According to Murrysville’s solicitor, the town would face more legal peril from breaking leases with unconventional drilling companies, than it would from possible confusion over who ultimately owns the oil and gas rights it leased to them.
A little less than a year ago, Murrysville council members voted to enter a lease agreement with Olympus Energy for oil and gas rights thousands of feet beneath the town’s two largest parks. Part of residents’ opposition to the leases was a petition signed by about 175 people. Council also entered into a lease last year with Apex Energy for land beneath Kovalczik Park.
Last week, members of nonprofit environmental group Protect PT presented a second petition opposing the leases, with sufficient signatures to force a council vote.
Murrysville’s ordinances require council to take action on a petition within 60 days if it includes signatures amounting to 2% or more of registered voters. Protect PT’s petition was signed by more than 320 Murrysville residents.
“We believe a title search should have been done before leasing this property,” said Tom Pike, environmental policy advocate for Protect PT and a former Murrysville resident. Pike said he believes there are issues regarding ownership of the oil and gas rights and that Murrysville might not have been in a position to lease them.
Pike requested on behalf of petition signatories that Murrysville rescind all three leases, and suggested council could be opening the municipality to legal liability by letting them stand.
Murrysville Solicitor Wes Long agreed that a title search is an important part of the process, one that either was or should have been performed by the drilling companies.
“The quality of the title to the oil and gas is to be determined by Olympus or Apex,” Long said. “The only thing we warranted in the leases is that we weren’t receiving any revenue or royalties under any other leases connected to those properties. So there’s no liability on the municipality. It rests on the shoulders of the drilling companies.”
Council voted unanimously to deny the petition. Council President Dayne Dice was not present.

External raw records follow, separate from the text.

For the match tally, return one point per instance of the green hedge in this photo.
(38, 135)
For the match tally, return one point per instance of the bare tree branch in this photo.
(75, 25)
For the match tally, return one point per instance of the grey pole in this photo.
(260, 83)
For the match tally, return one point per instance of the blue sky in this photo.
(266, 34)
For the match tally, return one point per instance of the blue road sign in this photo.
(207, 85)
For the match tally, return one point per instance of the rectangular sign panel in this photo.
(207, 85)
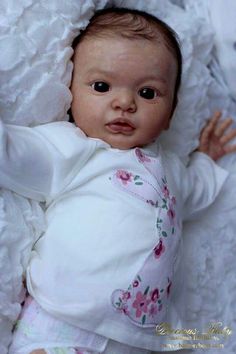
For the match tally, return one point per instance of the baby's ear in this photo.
(167, 125)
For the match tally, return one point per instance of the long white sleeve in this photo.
(38, 162)
(199, 183)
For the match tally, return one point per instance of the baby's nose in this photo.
(125, 101)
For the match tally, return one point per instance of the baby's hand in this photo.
(213, 138)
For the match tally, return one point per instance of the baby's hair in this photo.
(133, 24)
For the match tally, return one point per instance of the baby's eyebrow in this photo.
(111, 74)
(101, 71)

Long said council would be in greater legal jeopardy by breaking the contracts they signed last year, for which Murrysville has received more than $2 million.

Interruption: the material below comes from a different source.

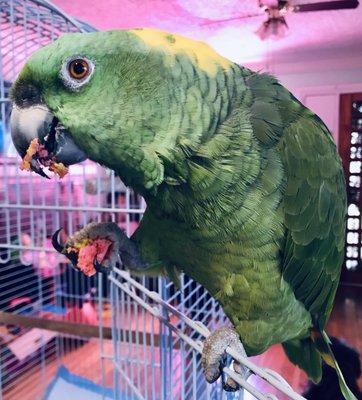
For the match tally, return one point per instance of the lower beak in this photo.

“We signed leases, they paid us consideration, and there are binding contracts,” he said. “Additional damages could include any money the oil companies spent while relying on the leases.”
Access to the shale formations several thousand feet underground would originate at Olympus’ Poseidon well pad in Penn Township. There would not be a well pad or any construction happening at either park, Murrysville officials said.
In addition, fracking beneath Duff Park would take place only in the Utica shale formation, which is even farther underground than the Marcellus shale formations.